Courtesy of Pimp My Library, a link to a photoessay on Slate about the future of public libraries. It asks:
What sort of public library does the "digital world" of Google, Wikipedia, and Kindle* require?
The photoessay shows some modern and older library spaces, all with a monumental grandeur but with varying futures.
Alongside the final slide, it says:
Ross Dawson, a business consultant who tracks different customs, devices, and institutions on what he calls an Extinction Timeline, predicts that libraries will disappear in 2019. He's probably right as far as the function of the library as a civic monument, or as a public repository for books, is concerned. On the other hand, in its mutating role as urban hangout, meeting place, and arbiter of information, the public library seems far from spent. This has less to do with the digital world—or the digital word—than with the age-old need for human contact.

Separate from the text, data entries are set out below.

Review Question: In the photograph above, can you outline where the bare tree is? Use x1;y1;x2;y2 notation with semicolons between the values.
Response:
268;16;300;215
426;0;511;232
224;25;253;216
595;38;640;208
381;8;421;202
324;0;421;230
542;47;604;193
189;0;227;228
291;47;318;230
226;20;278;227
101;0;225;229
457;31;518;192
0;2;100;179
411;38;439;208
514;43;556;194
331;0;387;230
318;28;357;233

And so, in the context of school libraries and teacher librarians, what can we do, should we be thinking about and doing, to make our libraries remain current, relevant, answering the needs of our clientele?
*Kindle note: you can't buy a Kindle if you live outside the US, and even if you bought one while there, I'm not sure that you could download anything after you'd left the US, or if its wireless system would work outside the US. Maybe one day. Vague equivalents here in Oz seem to be twice as expensive, to start with (eg. Dymocks' iLiad, which retails for $899AU).